One of the goals of the workshop is to produce a visual representation of our plans within a ‘map’ that traces the causal pathways that will lead to change.
I’m not sure who struggled most with this process during the workshop … myself or the workshop participants, representatives of all four CFTC Ethiopian partners. In ‘theory’, I was facilitating the process, but in practice I think I was being led more than I was leading!
Our Ethiopian partners are so passionate about the work they do, it was truly inspirational. But it was challenging to channel all their passion and energy into a focused ‘theory of change’ that will drive their programming for long-term results.
One of the key drivers of CFTC’s shift towards our own theory of change was the need to focus our work. Our Ethiopian program is typical of many of our programs: our partners have been carrying out many different activities across many different sectors.
Moving to a Theory of Change approach will allow us to focus our efforts and resources in three key sectors: education, food security and nutrition. We will also have a fourth area that includes capacity building for CFTC offices and partners – as capacity building at the local level is critical to support sustainable, community-led development.
However ‘focus’ is easier said than done. Each time we tried to narrow the focus of our work, one of the partners would protest, putting forward very good arguments on why we can’t possibly eliminate this aspect of our work. I found myself agreeing – yet I needed them to focus!
Our partner staff vigorously defended every activity they carry out – right down to the chickens in the chicken coop. It was frustrating and messy, and at many times during the workshop it seemed as if we were simply going around in circles. But such is the nature of participatory development: everyone is encouraged to contribute their ideas and expertise, and while the way forward may not be linear, everyone can feel a sense of ownership for the outcomes.

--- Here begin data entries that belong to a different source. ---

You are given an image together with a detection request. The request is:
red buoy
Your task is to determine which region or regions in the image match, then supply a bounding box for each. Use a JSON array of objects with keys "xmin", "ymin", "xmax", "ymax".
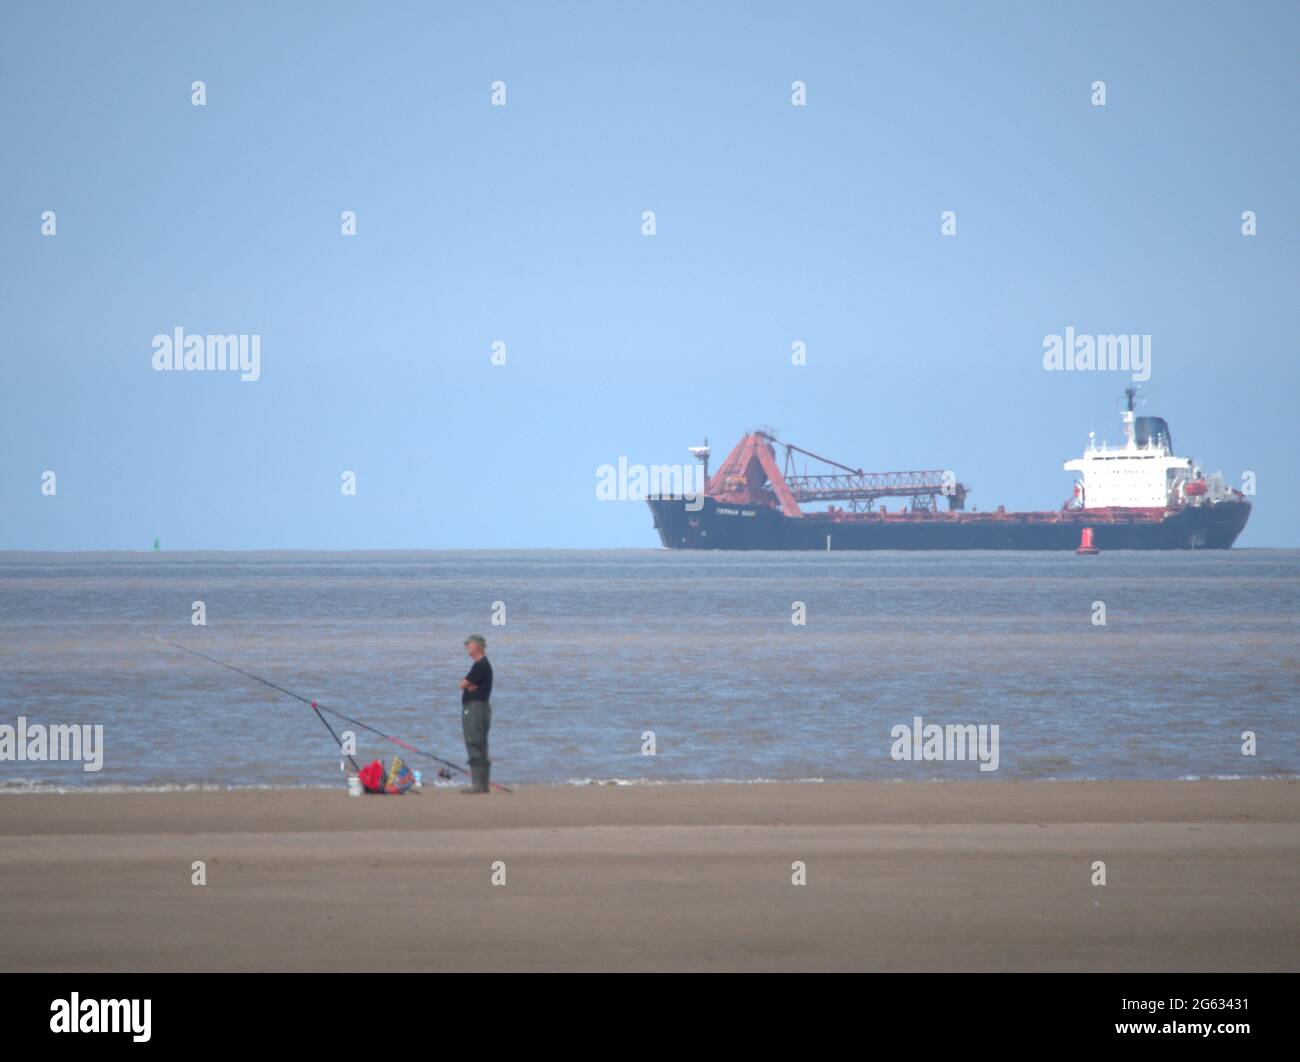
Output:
[{"xmin": 1076, "ymin": 527, "xmax": 1099, "ymax": 554}]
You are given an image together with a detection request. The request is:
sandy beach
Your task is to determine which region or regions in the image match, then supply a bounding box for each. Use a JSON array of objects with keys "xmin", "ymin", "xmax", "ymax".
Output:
[{"xmin": 0, "ymin": 780, "xmax": 1296, "ymax": 971}]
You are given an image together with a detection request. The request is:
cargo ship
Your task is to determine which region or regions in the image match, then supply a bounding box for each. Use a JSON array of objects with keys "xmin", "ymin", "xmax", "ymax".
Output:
[{"xmin": 647, "ymin": 390, "xmax": 1251, "ymax": 550}]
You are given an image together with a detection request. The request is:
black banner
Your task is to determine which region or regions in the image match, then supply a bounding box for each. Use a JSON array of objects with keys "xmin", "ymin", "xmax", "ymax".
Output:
[{"xmin": 1, "ymin": 973, "xmax": 1290, "ymax": 1048}]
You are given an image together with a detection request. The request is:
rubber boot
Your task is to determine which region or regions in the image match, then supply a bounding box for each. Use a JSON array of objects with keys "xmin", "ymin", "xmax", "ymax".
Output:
[{"xmin": 459, "ymin": 764, "xmax": 489, "ymax": 794}]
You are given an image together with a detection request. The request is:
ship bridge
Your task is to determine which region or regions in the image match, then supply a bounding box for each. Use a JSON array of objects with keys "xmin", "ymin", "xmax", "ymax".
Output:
[
  {"xmin": 1061, "ymin": 387, "xmax": 1236, "ymax": 509},
  {"xmin": 1063, "ymin": 432, "xmax": 1191, "ymax": 509}
]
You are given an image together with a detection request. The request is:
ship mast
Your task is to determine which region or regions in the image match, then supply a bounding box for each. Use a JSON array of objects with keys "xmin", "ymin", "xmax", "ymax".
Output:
[
  {"xmin": 1122, "ymin": 386, "xmax": 1138, "ymax": 448},
  {"xmin": 688, "ymin": 438, "xmax": 710, "ymax": 488}
]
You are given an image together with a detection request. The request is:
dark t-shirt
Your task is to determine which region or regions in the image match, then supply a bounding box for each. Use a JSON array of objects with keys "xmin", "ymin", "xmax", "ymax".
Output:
[{"xmin": 463, "ymin": 657, "xmax": 493, "ymax": 705}]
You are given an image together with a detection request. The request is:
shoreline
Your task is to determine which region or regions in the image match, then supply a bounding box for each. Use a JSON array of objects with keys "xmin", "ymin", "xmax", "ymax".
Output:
[
  {"xmin": 2, "ymin": 773, "xmax": 1296, "ymax": 797},
  {"xmin": 2, "ymin": 779, "xmax": 1296, "ymax": 971}
]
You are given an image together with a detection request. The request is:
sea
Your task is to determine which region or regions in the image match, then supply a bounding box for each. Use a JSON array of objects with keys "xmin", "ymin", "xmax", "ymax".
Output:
[{"xmin": 1, "ymin": 549, "xmax": 1296, "ymax": 791}]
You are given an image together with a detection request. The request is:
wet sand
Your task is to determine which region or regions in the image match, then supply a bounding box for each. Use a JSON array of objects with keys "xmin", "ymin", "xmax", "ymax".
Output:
[{"xmin": 0, "ymin": 780, "xmax": 1296, "ymax": 971}]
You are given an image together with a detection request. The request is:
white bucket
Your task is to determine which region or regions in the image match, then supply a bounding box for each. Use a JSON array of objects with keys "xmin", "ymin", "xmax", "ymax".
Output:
[{"xmin": 347, "ymin": 776, "xmax": 363, "ymax": 797}]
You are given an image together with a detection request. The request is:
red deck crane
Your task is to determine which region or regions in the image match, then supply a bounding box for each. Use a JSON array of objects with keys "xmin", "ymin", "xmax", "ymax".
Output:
[{"xmin": 702, "ymin": 430, "xmax": 968, "ymax": 516}]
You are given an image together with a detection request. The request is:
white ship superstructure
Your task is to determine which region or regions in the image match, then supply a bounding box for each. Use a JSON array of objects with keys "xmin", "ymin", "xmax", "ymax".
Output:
[{"xmin": 1064, "ymin": 388, "xmax": 1237, "ymax": 510}]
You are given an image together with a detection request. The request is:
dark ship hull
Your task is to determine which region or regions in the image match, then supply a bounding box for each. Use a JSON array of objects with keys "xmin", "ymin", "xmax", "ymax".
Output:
[{"xmin": 647, "ymin": 496, "xmax": 1251, "ymax": 551}]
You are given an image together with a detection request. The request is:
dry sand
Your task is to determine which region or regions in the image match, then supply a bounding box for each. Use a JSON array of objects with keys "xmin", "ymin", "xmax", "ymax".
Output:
[{"xmin": 0, "ymin": 780, "xmax": 1296, "ymax": 971}]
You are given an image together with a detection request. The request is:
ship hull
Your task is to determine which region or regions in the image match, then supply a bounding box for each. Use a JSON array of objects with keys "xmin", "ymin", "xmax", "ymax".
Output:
[{"xmin": 647, "ymin": 497, "xmax": 1251, "ymax": 551}]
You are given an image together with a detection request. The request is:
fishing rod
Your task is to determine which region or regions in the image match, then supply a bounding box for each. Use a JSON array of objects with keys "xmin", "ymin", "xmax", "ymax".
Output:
[
  {"xmin": 152, "ymin": 637, "xmax": 360, "ymax": 771},
  {"xmin": 153, "ymin": 637, "xmax": 511, "ymax": 792}
]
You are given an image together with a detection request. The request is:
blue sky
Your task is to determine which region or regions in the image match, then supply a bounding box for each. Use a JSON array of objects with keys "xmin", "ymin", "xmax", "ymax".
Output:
[{"xmin": 2, "ymin": 0, "xmax": 1296, "ymax": 548}]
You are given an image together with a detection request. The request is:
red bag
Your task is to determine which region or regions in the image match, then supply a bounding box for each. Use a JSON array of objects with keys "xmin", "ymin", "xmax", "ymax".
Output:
[{"xmin": 358, "ymin": 760, "xmax": 386, "ymax": 793}]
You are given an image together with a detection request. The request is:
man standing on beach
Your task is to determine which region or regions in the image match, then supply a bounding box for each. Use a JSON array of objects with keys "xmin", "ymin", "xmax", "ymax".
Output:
[{"xmin": 457, "ymin": 635, "xmax": 493, "ymax": 794}]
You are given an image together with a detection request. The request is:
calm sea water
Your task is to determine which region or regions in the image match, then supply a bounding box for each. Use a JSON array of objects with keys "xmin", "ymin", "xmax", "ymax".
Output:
[{"xmin": 1, "ymin": 550, "xmax": 1297, "ymax": 790}]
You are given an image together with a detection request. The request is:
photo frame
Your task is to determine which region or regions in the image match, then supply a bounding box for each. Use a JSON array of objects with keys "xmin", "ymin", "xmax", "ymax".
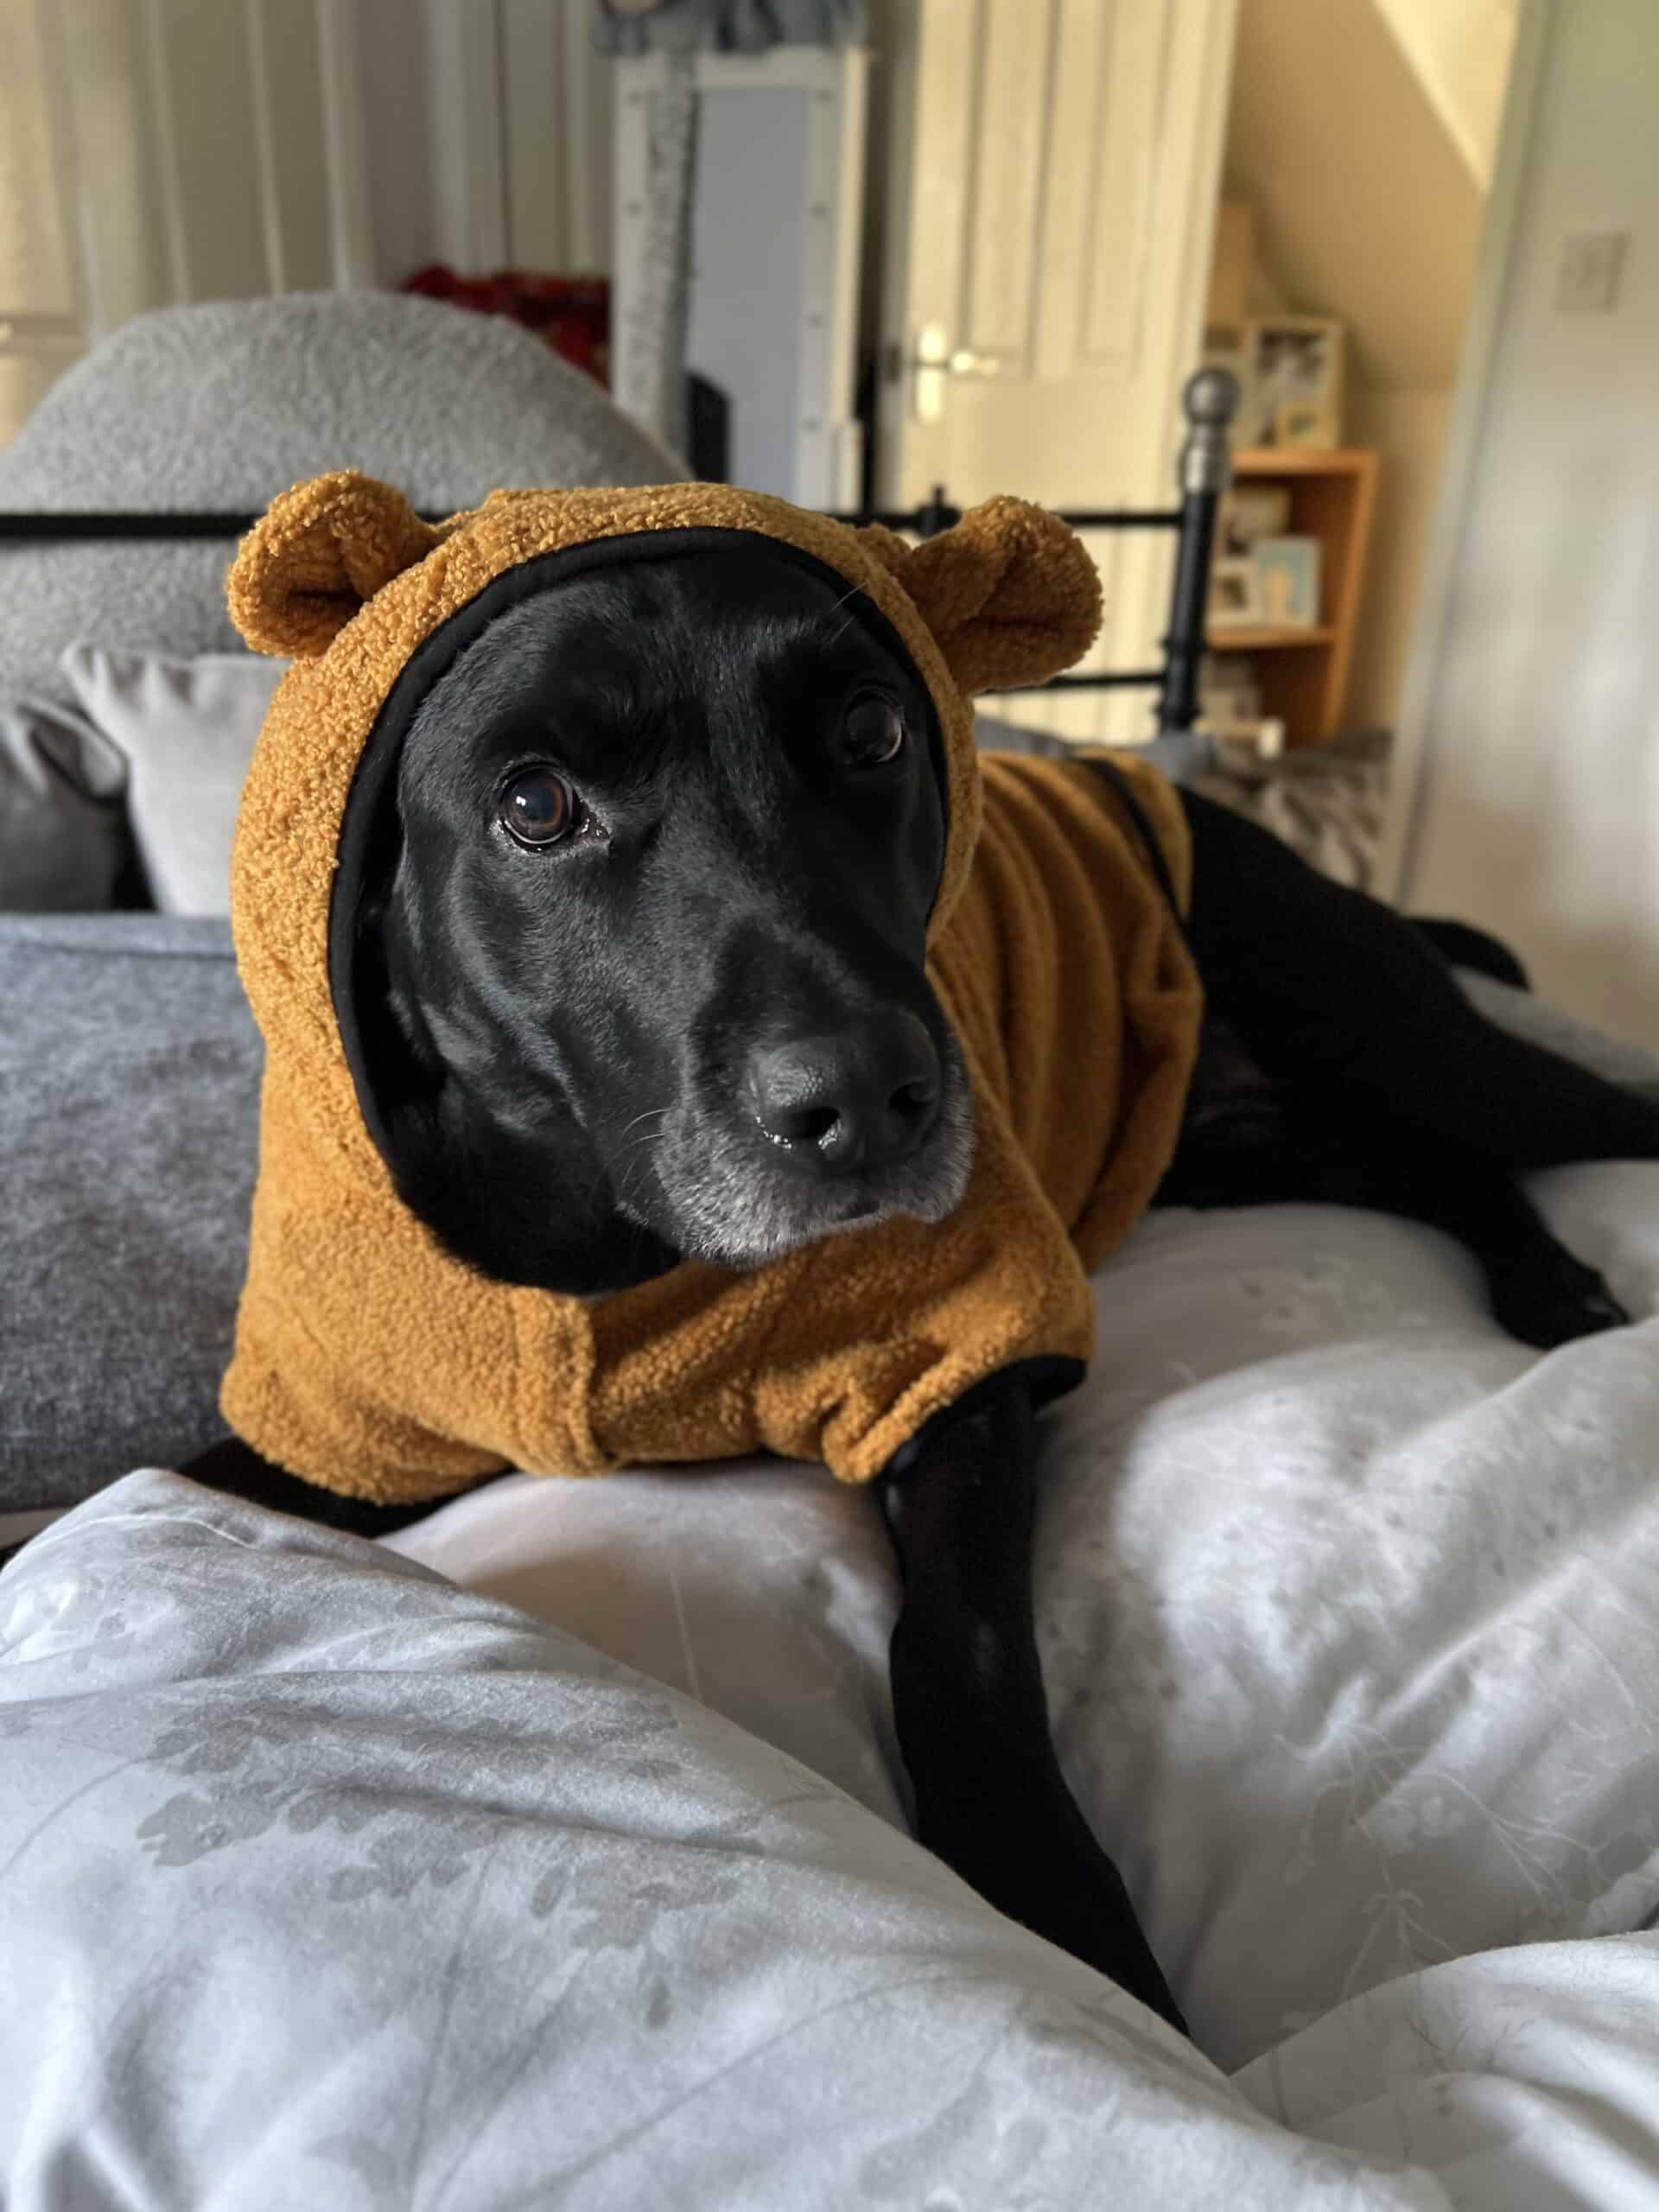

I would be dishonest if I said the workshop produced the perfect country map for Ethiopia – which is the foundation on which activities are aligned when taking a Theory of Change approach. The good news is that we did manage to come out of the workshop with a very strong first draft. Our Country Office team will take this forward, working closely with the partners to finalize the map. The challenge remains to focus on a few key areas to create impact.
My facilitation and leadership skills were put to the test, but I also had my faith renewed in the power of participatory development planning and the rich results that are possible when we create the time and space to listen to each other.
Sometimes that means letting go of our preconceived ideas about what we think is best, and trusting that with the right support and good listening skills, communities impacted by poverty will find their way forward to long-term change.
Theory of Change … it’s messy, but I love it.